Le duo figure parmi les rescapés du chavirement de la pirogue de migrants, dimanche dernier au large de Kafountine. Dans les colonnes de Libération de ce jeudi, il a raconté par le menu les circonstances de l’accident. D’après les témoignages de ces rescapés, la pirogue transportait 140 passagers, qui se rendaient en Espagne. Chacun a remis 400 000 francs CFA à un certain Diallo, qui serait l’organisateur du voyage. Ce dernier réside à Kafountine, point d’embarquement des candidats à l’immigration clandestine.
O. T est originaire de Kaffrine, mais il est parti de Touba pour rejoindre Kafountine. C’est sa troisième tentative pour se rendre en Europe par pirogue. Il confie que leur embarcation était surchargée. «Nous étions plus d’une centaine de migrants à bord de la pirogue», précise-t-il. C’est un migrant qui a déclenché l’incendie. O. T révèle qu’en tirant sur sa cigarette, il a provoqué des étincelles qui ont atteint les nombreux bidons d’essence disposés dans la pirogue. «Quand le feu s’est déclenché, rembobine Souleymane Mané, c’était la débandade et la pirogue a fini par se renverser.»D’après les deux rescapés, beaucoup de victimes ont péri parce qu’elles ne savaient pas nager.
«Dans l’eau, je me suis accroché à un bout de la pirogue avec mon pied gauche qui était complètement brûlé, raconte O. T. Je ne sentais pas ma blessure, je ne pensais qu’à sauver ma peau. Et c’est là qu’un jeune homme m’a trouvé avant de m’envelopper et de me serrer fortement. Ne pouvant plus le supporter, j’ai plongé au fond de l’eau et il m’a lâché. Je l’ai vu mourir. (…) Je vous jure que les morts sont nombreux.»
«C’était l’horreur», résume Souleymane Mané, qui vit au Sénégal depuis dix ans et assure avoir mis toutes ses économies dans ce voyage.
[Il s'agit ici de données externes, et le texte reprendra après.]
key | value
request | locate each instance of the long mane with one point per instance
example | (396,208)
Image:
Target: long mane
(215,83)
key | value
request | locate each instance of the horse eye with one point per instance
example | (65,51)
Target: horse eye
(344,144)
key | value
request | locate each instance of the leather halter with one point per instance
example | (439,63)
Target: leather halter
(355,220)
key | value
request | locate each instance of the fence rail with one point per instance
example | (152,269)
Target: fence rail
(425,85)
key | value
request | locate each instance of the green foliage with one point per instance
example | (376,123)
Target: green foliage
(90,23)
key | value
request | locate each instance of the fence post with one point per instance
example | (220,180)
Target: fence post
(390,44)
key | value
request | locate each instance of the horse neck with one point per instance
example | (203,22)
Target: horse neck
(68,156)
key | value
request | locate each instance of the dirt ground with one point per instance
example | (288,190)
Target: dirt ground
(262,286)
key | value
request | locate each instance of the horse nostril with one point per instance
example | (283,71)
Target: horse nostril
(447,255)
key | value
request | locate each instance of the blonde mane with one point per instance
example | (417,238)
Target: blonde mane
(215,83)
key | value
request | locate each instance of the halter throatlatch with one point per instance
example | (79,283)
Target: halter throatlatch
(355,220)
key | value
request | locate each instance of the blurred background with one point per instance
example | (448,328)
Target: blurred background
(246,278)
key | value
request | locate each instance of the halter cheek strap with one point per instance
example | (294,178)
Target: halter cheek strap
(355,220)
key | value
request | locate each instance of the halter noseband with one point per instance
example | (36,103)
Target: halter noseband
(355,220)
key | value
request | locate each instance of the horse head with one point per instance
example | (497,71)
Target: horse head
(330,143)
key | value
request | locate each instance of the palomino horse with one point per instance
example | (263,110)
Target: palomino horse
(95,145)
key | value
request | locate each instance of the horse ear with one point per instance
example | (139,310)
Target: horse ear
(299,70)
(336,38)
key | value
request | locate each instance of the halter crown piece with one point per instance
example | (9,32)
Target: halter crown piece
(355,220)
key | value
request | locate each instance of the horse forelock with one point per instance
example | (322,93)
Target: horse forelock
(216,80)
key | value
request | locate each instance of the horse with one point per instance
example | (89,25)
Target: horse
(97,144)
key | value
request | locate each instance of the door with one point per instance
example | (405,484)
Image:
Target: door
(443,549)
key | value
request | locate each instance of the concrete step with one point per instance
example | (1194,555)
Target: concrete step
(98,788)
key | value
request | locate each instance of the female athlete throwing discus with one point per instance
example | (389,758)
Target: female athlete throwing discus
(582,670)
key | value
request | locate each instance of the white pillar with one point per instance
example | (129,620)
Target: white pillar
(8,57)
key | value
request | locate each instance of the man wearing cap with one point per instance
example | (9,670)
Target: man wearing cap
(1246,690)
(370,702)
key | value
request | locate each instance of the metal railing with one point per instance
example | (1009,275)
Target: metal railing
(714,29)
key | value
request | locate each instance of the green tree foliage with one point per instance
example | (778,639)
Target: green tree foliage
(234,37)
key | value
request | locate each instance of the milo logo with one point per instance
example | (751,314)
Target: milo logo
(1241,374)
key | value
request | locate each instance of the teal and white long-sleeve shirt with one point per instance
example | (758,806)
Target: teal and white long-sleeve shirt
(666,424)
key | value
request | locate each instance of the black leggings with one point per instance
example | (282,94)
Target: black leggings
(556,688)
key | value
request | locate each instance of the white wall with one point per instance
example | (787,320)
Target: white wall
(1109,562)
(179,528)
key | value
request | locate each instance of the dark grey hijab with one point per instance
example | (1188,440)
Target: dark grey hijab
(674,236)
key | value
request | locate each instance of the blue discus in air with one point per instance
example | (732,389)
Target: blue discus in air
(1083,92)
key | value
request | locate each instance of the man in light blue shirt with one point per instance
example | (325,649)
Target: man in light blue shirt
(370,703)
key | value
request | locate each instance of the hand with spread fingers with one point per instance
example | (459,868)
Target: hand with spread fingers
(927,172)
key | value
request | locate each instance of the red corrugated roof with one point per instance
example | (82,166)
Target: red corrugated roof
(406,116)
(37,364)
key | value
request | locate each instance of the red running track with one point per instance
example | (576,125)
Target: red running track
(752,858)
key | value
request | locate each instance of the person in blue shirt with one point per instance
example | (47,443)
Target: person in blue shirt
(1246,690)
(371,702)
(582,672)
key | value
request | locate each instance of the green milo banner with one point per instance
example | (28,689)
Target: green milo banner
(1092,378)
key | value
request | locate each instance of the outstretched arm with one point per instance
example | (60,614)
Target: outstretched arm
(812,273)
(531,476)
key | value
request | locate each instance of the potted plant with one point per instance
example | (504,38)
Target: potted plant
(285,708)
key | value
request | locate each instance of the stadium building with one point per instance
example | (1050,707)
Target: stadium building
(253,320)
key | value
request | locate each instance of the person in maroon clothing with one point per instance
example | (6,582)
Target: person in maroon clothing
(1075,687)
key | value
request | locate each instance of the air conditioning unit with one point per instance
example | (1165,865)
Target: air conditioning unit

Ce Bissau-Guinéen jure qu’il ne tentera plus le voyage en Europe en pirogue. Son seul objectif en ce moment, c’est de «rentrer tranquillement en Guinée-Bissau».
Quatre-vingt-dix passagers ont survécu à l’accident. Une quinzaine de corps sans vie ont été repêchés et plus d’une trentaine de migrants sont portées disparues.